These interests are not entirely consistent. Despite the importance of entrepreneurial
opportunities to the faculty hiring process, many factors may make a faculty inventor's
company the least desirable vehicle for bringing an invention to market. For example,
university researchers are often untrained and inexperienced in business matters. If the
faculty inventor insists on personally controlling the management of the company, the
financial viability of the venture may be compromised.
The company may have
insufficient experience, facilities or financial resources. Finally, transactions involving
the university, its faculty employee and a private company raise difficult issues relating to
3
conflicts of interest and research integrity, and they present a minefield of potential legal
disputes.
If these factors result in a major disruption or the failure of the business, the
university's interest in commercializing its technology is obviously defeated.
An
otherwise marketable invention can be tied up for years in legal wrangling. Moreover, if
business disputes arise in the course of the transaction, the university's interest in
retaining a valuable professor is in jeopardy. If the institution attempts to protect its
interests in these situations, it runs the risk of alienating the professor. For example, if
the professor's company does not make satisfactory progress in developing the invention,
will the university be willing to terminate the license agreement? If it does so, the
professor’s interest in the company may be rendered worthless and his future relationship
with the university is not likely to be happy, or productive. If the university is somehow
able to regain control of the technology and attempts to market it to another firm, the
faculty inventor may have an understandable reluctance to work with the new licensee.

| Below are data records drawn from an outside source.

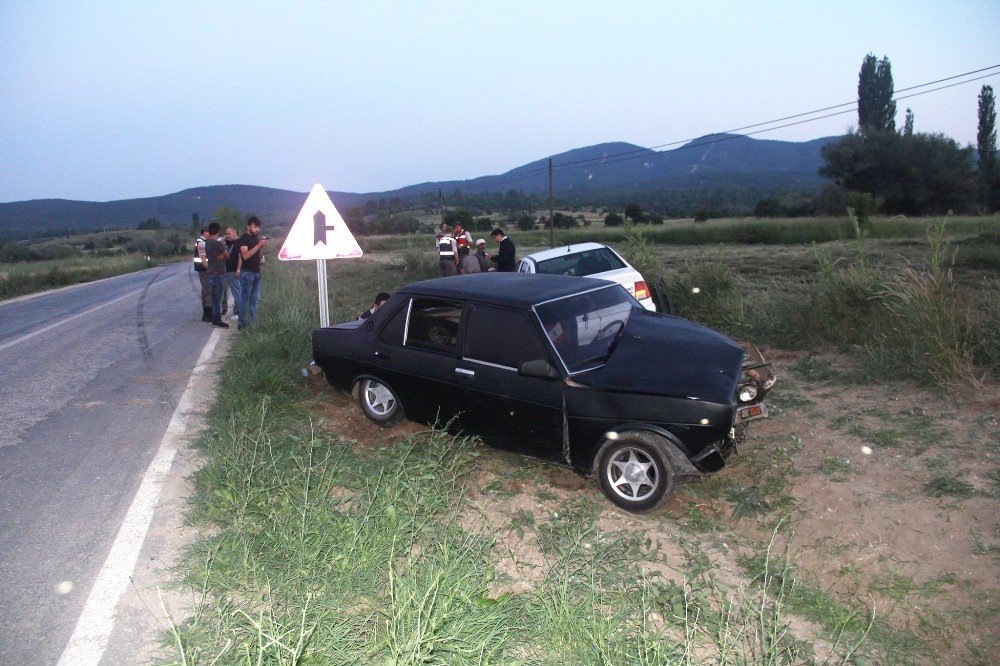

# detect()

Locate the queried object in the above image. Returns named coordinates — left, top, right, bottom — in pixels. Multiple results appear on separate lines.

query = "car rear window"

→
left=404, top=298, right=462, bottom=352
left=462, top=305, right=549, bottom=368
left=535, top=247, right=625, bottom=277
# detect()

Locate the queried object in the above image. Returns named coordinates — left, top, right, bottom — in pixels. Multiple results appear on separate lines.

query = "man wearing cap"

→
left=453, top=224, right=472, bottom=252
left=473, top=238, right=490, bottom=273
left=437, top=224, right=458, bottom=277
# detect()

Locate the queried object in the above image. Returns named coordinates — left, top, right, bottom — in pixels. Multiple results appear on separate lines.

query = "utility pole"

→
left=549, top=157, right=556, bottom=247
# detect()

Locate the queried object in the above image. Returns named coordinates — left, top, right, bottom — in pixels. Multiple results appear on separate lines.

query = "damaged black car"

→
left=313, top=273, right=775, bottom=512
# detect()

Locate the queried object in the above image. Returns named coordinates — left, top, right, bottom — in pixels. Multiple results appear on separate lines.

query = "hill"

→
left=0, top=134, right=836, bottom=235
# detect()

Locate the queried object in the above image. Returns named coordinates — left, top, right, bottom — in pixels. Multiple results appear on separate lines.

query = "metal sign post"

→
left=278, top=183, right=364, bottom=328
left=316, top=259, right=330, bottom=328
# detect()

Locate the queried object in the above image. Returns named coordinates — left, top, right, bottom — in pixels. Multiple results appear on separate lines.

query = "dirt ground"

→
left=314, top=350, right=1000, bottom=664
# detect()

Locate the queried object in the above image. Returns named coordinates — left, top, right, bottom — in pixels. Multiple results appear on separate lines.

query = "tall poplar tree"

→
left=976, top=86, right=997, bottom=213
left=858, top=53, right=896, bottom=136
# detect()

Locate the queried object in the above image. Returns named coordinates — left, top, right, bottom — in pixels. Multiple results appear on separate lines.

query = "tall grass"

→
left=670, top=218, right=1000, bottom=386
left=365, top=217, right=997, bottom=251
left=167, top=262, right=888, bottom=664
left=0, top=254, right=176, bottom=299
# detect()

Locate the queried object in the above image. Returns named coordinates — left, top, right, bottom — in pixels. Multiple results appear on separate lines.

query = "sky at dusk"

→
left=0, top=0, right=1000, bottom=202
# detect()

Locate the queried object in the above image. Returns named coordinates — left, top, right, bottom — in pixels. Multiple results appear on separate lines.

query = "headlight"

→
left=740, top=384, right=757, bottom=402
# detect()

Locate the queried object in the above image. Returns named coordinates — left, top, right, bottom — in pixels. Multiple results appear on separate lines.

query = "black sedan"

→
left=313, top=273, right=774, bottom=511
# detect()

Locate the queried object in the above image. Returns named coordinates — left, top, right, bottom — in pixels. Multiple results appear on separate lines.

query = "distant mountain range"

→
left=0, top=134, right=838, bottom=235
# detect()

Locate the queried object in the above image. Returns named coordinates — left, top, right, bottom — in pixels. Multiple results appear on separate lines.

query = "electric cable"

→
left=460, top=65, right=1000, bottom=190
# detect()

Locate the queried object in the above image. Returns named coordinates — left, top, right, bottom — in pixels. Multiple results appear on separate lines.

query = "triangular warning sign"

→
left=278, top=183, right=363, bottom=261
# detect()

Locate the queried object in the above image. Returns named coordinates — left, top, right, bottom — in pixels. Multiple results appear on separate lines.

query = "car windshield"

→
left=535, top=247, right=625, bottom=277
left=535, top=285, right=642, bottom=372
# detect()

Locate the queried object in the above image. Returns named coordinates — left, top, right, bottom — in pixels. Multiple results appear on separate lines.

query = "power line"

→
left=465, top=65, right=1000, bottom=189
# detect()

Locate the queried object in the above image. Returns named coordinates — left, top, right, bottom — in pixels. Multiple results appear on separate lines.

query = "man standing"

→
left=458, top=247, right=481, bottom=275
left=236, top=216, right=267, bottom=330
left=437, top=224, right=458, bottom=277
left=205, top=222, right=229, bottom=328
left=490, top=227, right=514, bottom=273
left=222, top=227, right=241, bottom=317
left=475, top=238, right=490, bottom=273
left=194, top=227, right=212, bottom=321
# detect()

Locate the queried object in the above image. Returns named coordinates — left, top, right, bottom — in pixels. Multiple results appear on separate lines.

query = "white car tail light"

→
left=634, top=280, right=649, bottom=301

A technology transfer agreement with a company in which the faculty inventor has an
interest clearly presents risks not seen in similar transactions with other companies.
These risks are increased if university administrators and the faculty entrepreneur fail to
appreciate the true nature of the proposed affiliation. The parties are accustomed to
dealing with each other in an employer-employee relationship complicated by issues such
as tenure, academic freedom and faculty governance. The proposed contract between the
faculty member's company and the university is something entirely different - a business
relationship in which the profit margin is the only indicia of success.
The profitability of university activities usually ranks low on the list of institutional
priorities. Faced with a proposal from a faculty-owned company, academic administrators
may give inadequate attention to the institution's financial goals and may fail to consider
other more desirable technology transfer options.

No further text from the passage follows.